Wouldn't it be nice if we could abandon IRLS
(since it is a kludge that nobody understands very well)?

Consider the L1 weighted median
0 \approx SUM_i  W_i | m - d_i| 

Let us review the weighted median solver:
	Draw a collection of shifted absolute value functions on the real line
	each based at a data value d_i.  The d_i are NOT sorted by size.
	We are going to find the m that minimizes their sum, i.e. SUM_i w_i|m-d_i|.

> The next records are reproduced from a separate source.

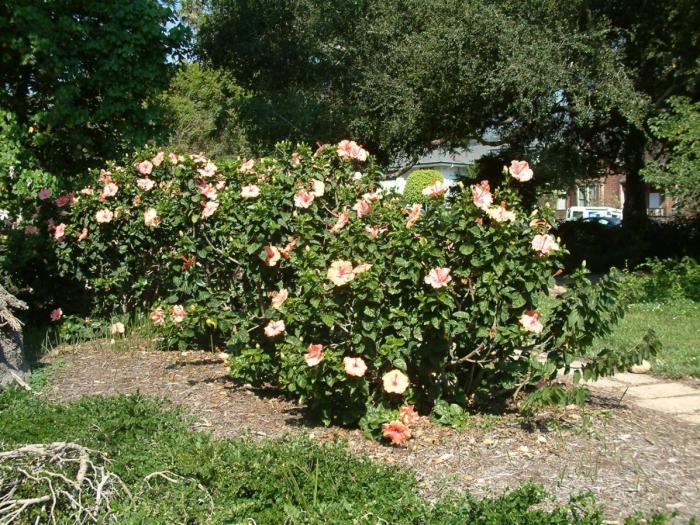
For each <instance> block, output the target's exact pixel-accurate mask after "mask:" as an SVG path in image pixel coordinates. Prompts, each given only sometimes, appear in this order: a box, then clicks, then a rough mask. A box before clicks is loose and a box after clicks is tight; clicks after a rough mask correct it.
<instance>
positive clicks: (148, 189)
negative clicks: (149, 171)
mask: <svg viewBox="0 0 700 525" xmlns="http://www.w3.org/2000/svg"><path fill="white" fill-rule="evenodd" d="M155 184H156V183H155V181H154V180H153V179H149V178H148V177H145V178H143V179H138V180H137V181H136V185H137V186H138V187H139V188H140V189H142V190H143V191H151V190H152V189H153V186H155Z"/></svg>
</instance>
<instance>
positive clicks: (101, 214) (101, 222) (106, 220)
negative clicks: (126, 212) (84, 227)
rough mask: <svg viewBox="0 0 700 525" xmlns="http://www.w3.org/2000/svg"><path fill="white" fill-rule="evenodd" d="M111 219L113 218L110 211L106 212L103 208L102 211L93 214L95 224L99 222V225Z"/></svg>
mask: <svg viewBox="0 0 700 525" xmlns="http://www.w3.org/2000/svg"><path fill="white" fill-rule="evenodd" d="M113 217H114V213H112V211H111V210H108V209H107V208H105V209H103V210H99V211H98V212H97V213H96V214H95V218H96V219H97V222H99V223H100V224H104V223H107V222H110V221H111V220H112V218H113Z"/></svg>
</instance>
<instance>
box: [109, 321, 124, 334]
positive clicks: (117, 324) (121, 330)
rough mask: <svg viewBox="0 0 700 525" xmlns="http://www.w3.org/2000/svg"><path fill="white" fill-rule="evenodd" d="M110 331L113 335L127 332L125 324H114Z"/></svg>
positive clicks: (109, 327)
mask: <svg viewBox="0 0 700 525" xmlns="http://www.w3.org/2000/svg"><path fill="white" fill-rule="evenodd" d="M109 331H110V332H111V334H112V335H117V334H123V333H124V331H125V327H124V323H121V322H117V323H112V326H110V327H109Z"/></svg>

	We take a pile of data values and split it into two piles.
	Choose starting m= the d_i of a random i.
	Scan all data d_i {
		if(m>d_i)   splus  = splus  + w_i  # add positive slopes
		else        sminus = sminus + w_i  # add negative slopes
		Compare the slopes.  All the data values in the weaker
		slope sum do not contain the weighted median.
		We can ignore them from now on (but remember their slope sum).
		Using data values from the stronger pile only,
		go back and split the stronger pile.
		Iterate until your pile size drops to one.
		}
	The data value in your pile is the answer.
	For randomly sorted data the cost is 3*N comparisons.
	My 35 year old code is in /homes/sep/jon/math/l1/1973/{split.r,elskew.r}


Simplify the notation for weighted median
0 \approx SUM_i  W_i | m - d_i| = |w_i m - w_i d_i|
0 \approx |b_i m -c_i|
Which may be solved for m by the method above.

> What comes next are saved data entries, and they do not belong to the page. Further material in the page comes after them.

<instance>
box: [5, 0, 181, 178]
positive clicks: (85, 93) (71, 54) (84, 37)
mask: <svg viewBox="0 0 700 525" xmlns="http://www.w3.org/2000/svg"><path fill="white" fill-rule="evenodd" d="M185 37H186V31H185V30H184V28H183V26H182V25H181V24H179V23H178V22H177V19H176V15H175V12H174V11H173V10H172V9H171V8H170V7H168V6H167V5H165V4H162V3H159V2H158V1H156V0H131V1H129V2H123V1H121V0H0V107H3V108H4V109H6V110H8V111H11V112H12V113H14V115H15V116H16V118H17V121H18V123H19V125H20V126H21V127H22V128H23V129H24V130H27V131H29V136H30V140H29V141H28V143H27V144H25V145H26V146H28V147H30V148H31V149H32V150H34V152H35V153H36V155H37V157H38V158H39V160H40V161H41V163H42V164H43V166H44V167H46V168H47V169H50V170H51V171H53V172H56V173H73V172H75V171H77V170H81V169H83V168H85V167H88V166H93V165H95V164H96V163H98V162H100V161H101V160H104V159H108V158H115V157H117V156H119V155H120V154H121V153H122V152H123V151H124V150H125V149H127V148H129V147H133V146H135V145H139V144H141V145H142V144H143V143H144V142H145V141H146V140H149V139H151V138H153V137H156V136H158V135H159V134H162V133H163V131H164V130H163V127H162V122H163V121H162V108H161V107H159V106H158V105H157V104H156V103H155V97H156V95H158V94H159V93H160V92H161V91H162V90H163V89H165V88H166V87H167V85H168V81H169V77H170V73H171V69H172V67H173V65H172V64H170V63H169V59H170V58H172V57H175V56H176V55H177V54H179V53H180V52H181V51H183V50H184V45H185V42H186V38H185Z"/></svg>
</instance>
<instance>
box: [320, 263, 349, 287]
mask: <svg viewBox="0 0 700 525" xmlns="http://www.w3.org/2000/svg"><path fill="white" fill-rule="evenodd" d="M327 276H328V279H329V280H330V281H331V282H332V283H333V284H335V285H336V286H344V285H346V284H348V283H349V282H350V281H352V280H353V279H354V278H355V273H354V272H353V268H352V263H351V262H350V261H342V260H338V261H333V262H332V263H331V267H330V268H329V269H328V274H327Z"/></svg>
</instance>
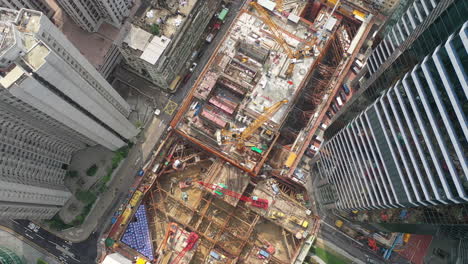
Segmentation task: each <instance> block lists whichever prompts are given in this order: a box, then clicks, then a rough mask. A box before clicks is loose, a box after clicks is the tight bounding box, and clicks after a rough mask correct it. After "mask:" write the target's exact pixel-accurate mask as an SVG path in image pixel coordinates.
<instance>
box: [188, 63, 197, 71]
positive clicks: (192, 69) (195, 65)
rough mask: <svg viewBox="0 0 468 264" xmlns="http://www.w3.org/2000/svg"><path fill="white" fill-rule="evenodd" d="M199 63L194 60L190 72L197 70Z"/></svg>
mask: <svg viewBox="0 0 468 264" xmlns="http://www.w3.org/2000/svg"><path fill="white" fill-rule="evenodd" d="M197 65H198V63H196V62H194V63H192V66H190V68H189V72H193V71H194V70H195V68H196V67H197Z"/></svg>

Recall the L2 gradient is simply the residual vector put into the adjoint.
Recall from GEE chapter noiz that the L1 gradient
is the residual vector stuck into the signum function stuck into the adjoint.

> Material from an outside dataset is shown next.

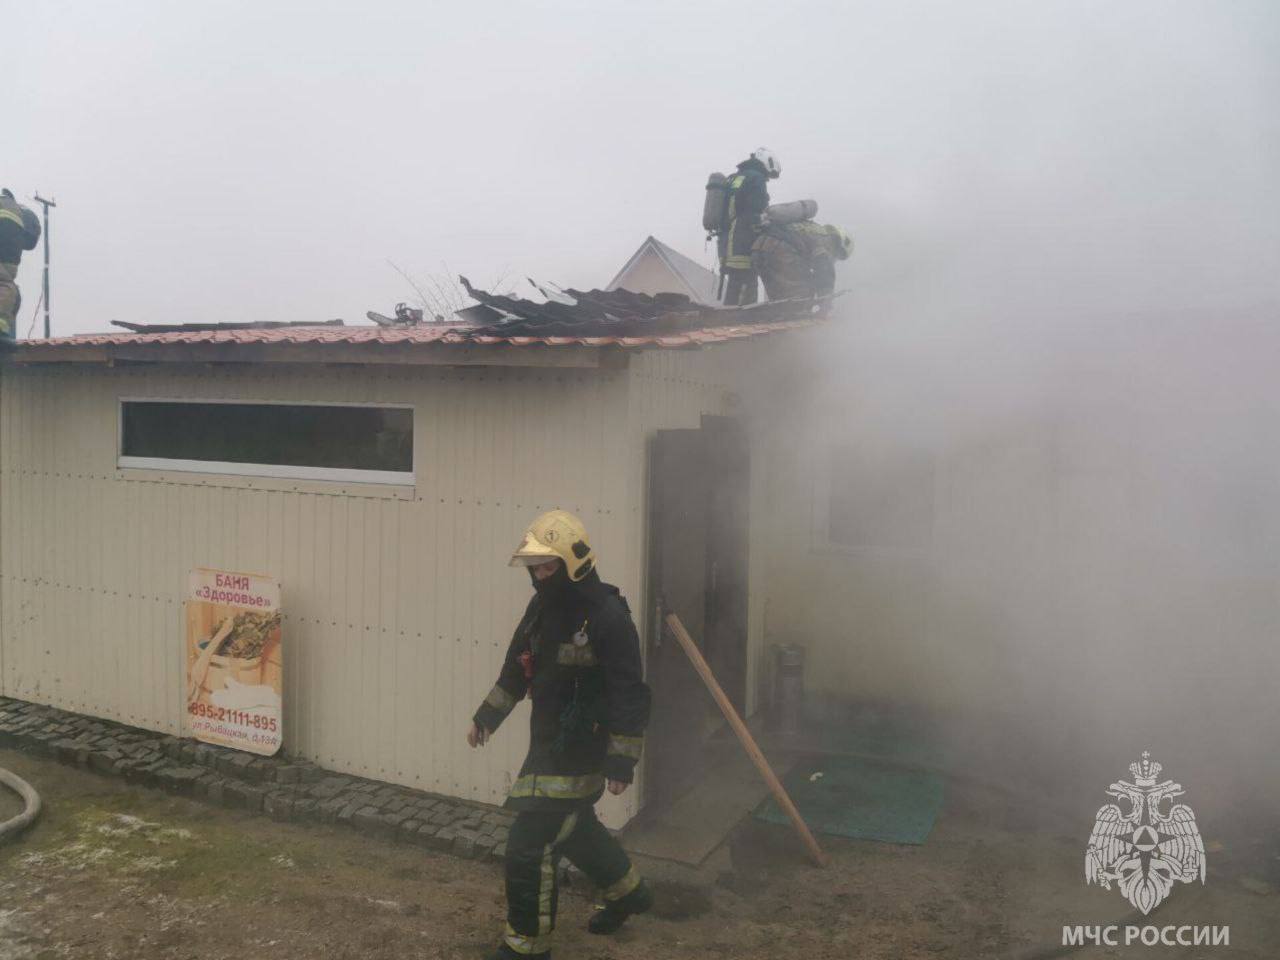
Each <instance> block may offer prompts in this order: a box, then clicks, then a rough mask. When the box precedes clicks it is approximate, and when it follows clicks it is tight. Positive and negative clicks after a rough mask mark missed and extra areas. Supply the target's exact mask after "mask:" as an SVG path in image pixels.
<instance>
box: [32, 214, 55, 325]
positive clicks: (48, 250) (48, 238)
mask: <svg viewBox="0 0 1280 960" xmlns="http://www.w3.org/2000/svg"><path fill="white" fill-rule="evenodd" d="M36 202H37V204H40V205H42V206H44V207H45V289H44V293H45V339H46V340H47V339H49V335H50V334H49V207H51V206H58V204H55V202H54V201H51V200H45V198H44V197H42V196H40V195H38V193H37V195H36Z"/></svg>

Recall that steepest descent does a line search analytically
finding an alpha = - (dr . r) / ( dr . dr)

Recall that conjugate directions searches the (alpha, beta) plane
for the minimum of
( alpha g(i) + beta s(i) -r(i)) dotted on itself.
This is done in cg_step with a 2x2 set of simultaneous equations.

What is the L1 norm solution (alpha,beta) of the regression

0 \approx SUM_i | alpha g(i) + beta s(i) -r(i)|    ?

That's a new problem in two unknowns, but it shouldn't be difficult
for those of us who know how to find the weighted median.  
Here's a first guess:
	set alpha=0, beta=0
	iterate{
		Take beta=0, solve weighted median for alpha, alpha1=alpha
		Take alpha=alpha1, solve weighted median for beta1
		}
Here is a second guess:
	We have an Nx2 problem.  Get the two component gradient
	d alpha = g dot sgn(r)
	d beta  = s dot sgn(r)
	Do the weighted median scan on the dm=d(alfa,beta)
Here is a third guess:
	Set beta=0, solve for alfa finding the j-th equation exactly satisfied.
	Set alfa=0, solve for beta finding the k-th equation exactly satisfied.
	Solve the 2x2 system of those two equations.
	Now you have an (alfa,beta).  Multiply it by unknown gamma
	and scan (weighted median) for gamma.
Fourth guess:
	There are only two unknowns.
	We should be able to get it exactly
	in a countable number of steps proportional to N.